Manasseh leads ceremonies on both occasions. “I’ve been rabbi-ing without a license all the time,” she said.

According to Manasseh, she has “no timeline” for ordination from authorities of her African-American denomination, the International Israelite Board of Rabbis, “as long as I am a woman.” She said she finished rabbinical studies after beginning eight years ago.

“I don’t need a piece of paper,” she said. “I came into the world to be a good person.” If she formally receives ordination, she said, it would be “great, I have a spot on the wall for a certificate.” But, she added, “It would not change that I already am what God wanted me to be.”

As a spiritual leader on 75th and Stewart, she explains Judaism to the community — including on Sukkot, which she links to the African-American experience.

“You are in the wilderness, wandering,” she said. “Where are you going to be? Where are you going? What’s your plan? Sukkot is about right now.” And, she said, “Seventy-fifth and Stewart is definitely the wilderness. You don’t have to stay in the wilderness. That’s the beautiful part. We’re building a school, it’s us coming out of the wilderness. We can come out. We don’t have to stay.”

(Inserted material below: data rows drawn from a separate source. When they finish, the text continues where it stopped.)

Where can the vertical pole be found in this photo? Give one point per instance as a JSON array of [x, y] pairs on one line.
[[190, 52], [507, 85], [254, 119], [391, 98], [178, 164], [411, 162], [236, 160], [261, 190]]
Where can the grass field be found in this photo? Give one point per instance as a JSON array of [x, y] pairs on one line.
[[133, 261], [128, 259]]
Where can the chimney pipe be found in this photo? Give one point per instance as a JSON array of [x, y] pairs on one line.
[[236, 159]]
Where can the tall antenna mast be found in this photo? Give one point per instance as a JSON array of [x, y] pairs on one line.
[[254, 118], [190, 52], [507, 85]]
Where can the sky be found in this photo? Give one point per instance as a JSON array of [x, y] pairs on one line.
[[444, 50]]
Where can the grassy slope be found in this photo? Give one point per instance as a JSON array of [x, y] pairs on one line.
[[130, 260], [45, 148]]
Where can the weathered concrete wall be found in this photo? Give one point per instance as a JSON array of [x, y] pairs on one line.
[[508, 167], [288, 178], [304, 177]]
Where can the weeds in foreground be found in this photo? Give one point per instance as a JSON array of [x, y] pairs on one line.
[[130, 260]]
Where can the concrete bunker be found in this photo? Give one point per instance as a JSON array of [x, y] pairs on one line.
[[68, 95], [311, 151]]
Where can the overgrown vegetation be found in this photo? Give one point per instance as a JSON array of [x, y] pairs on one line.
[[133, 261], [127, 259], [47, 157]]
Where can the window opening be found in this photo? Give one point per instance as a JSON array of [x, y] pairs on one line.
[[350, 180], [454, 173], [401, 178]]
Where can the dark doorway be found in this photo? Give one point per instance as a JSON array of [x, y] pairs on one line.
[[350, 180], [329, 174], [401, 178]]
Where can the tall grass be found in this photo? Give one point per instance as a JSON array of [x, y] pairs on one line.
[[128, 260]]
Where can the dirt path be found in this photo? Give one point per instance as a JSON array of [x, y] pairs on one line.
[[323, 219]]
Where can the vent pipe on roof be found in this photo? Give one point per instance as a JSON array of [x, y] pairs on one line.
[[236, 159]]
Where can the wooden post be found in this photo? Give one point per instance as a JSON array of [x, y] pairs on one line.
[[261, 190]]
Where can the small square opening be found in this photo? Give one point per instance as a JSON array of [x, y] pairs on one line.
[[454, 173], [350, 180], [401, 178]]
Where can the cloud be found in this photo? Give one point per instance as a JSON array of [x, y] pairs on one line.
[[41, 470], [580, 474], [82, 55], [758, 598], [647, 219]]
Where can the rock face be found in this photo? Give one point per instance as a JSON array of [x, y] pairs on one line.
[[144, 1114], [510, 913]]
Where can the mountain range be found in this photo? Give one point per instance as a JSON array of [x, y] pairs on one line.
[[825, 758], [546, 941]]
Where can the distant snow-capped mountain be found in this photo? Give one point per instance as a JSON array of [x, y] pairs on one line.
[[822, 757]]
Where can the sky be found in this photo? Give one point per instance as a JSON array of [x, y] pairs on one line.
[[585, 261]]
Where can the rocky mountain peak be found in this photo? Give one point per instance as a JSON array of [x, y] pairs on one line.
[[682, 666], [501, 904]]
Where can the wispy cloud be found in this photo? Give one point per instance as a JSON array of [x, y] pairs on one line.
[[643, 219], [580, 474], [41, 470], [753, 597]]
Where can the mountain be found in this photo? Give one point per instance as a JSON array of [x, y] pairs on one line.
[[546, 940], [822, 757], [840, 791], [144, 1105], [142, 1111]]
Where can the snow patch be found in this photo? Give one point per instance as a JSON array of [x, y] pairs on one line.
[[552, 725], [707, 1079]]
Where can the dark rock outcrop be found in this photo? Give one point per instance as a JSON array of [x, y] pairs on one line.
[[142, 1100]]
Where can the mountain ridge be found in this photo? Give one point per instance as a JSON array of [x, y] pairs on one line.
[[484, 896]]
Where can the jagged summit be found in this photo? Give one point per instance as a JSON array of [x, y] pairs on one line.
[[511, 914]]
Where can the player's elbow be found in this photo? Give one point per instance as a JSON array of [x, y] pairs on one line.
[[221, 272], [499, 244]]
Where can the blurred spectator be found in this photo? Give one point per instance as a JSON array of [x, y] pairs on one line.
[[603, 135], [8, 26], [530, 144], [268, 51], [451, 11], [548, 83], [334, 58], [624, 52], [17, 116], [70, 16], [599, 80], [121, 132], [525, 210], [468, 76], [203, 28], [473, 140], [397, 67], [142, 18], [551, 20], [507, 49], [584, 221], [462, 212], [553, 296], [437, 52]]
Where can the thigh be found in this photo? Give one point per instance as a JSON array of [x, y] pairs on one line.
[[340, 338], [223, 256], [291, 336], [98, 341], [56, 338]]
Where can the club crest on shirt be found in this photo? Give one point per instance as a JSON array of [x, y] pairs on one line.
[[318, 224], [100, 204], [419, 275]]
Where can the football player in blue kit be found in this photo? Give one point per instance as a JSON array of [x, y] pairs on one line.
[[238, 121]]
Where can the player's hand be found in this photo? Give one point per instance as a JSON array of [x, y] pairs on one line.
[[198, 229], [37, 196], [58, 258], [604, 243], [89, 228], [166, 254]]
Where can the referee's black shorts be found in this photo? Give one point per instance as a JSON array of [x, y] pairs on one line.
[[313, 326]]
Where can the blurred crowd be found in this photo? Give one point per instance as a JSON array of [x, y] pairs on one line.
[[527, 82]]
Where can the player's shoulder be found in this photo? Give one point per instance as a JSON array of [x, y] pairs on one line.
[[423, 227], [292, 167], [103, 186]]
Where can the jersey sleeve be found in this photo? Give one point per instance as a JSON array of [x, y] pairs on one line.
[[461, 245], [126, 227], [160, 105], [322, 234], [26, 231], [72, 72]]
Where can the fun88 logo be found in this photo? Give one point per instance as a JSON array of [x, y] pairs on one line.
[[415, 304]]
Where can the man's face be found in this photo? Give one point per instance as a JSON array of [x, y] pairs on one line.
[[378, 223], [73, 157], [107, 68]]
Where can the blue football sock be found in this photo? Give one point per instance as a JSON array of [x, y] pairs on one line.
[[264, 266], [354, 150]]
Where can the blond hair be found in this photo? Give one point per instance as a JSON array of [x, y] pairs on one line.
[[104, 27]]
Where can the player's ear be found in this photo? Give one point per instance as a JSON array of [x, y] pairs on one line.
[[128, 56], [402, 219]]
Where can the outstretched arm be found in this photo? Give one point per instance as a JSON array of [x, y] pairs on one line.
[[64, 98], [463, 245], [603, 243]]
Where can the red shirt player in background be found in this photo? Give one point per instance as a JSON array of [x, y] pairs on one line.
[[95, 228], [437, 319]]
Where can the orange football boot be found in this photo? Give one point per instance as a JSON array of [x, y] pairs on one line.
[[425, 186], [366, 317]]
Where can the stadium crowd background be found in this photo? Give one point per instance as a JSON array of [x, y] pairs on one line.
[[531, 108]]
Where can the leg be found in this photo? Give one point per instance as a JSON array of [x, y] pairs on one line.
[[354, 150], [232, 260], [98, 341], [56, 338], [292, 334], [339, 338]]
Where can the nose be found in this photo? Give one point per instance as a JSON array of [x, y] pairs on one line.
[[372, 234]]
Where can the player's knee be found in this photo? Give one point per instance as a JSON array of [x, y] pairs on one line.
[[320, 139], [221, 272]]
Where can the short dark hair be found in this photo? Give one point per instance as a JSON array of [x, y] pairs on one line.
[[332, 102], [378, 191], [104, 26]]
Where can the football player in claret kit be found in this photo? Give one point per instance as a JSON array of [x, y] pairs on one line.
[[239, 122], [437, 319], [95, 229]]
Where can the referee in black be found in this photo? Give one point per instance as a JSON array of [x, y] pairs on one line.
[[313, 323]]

Tamar Manasseh, on the corner of 75th Street and Stewart Avenue on Chicago’s South Side, gathers mothers at the intersection to prevent violence there. (Courtesy of Manasseh/via JTA)

Although not shown in the film, Manasseh said that another important ceremony on the street corner was held on Yom Kippur.

“You can be forgiven,” she explained. “You don’t have to wait to change your life. You can be judged on Yom Kippur and make atonement… Judaism says every year, we have an opportunity to get it right… It’s an amazing thing for them.”

The Yizkor memorial service was particularly powerful for many attendees, including Manasseh.

“Last year, I literally could name one person who I personally knew or who I knew of, who died [each week], for one entire year,” she said. “Fifty-two people I knew. One person I knew of died yesterday. Most people in black neighborhoods can do that. That’s a whole lot of Yizkor, a whole lot of remembrance.”

She called the ceremony “so cathartic for a group of people who lose so many, so many people — young adults, sisters, brothers, cousins, mothers.”

Tragically, last year, the peacefulness at 75th and Stewart came to an end with the shooting deaths of two mothers, Chantell Grant and Andrea Stoudemire.

Filming had been completed by then; asked whether Grant or Stoudemire appear in the film, Manasseh said, “No, I don’t think so.” But, she said, “we don’t charge membership — who can afford to be a member of an all-volunteer group? People bring kids here, eat and play with them. Chantell did that. Andrea did not bring her kid over as much as Chantell.”

Tamar Manasseh of Mothers and Men Against Senseless Killings in a still from the new documentary ‘They Ain’t Ready for Me.’ (Courtesy Brad Rothschild)

Manasseh said that their deaths received media attention because they were mothers, and that three months before, two more mothers had been killed three blocks away, but because they were identified as “just young ladies or women, nobody paid attention. The very use of the word ‘mothers’ made them more important.”

“It shouldn’t be that way,” Manasseh said. “Every parent is important, every person is important.”

Asked whether people still come to the gatherings at 75th and Stewart, Manasseh said, “Absolutely, people are still coming. People are still very, very poor. It’s no joke. We can only do so much without support from the government.”

She noted, “Judaism means something very different for black people on the street corner. You got free, but never left Egypt. Pharaohs are all around us every day. It’s a very different thing. It helps us heal, get through, understand our situation better, our Judaism better.”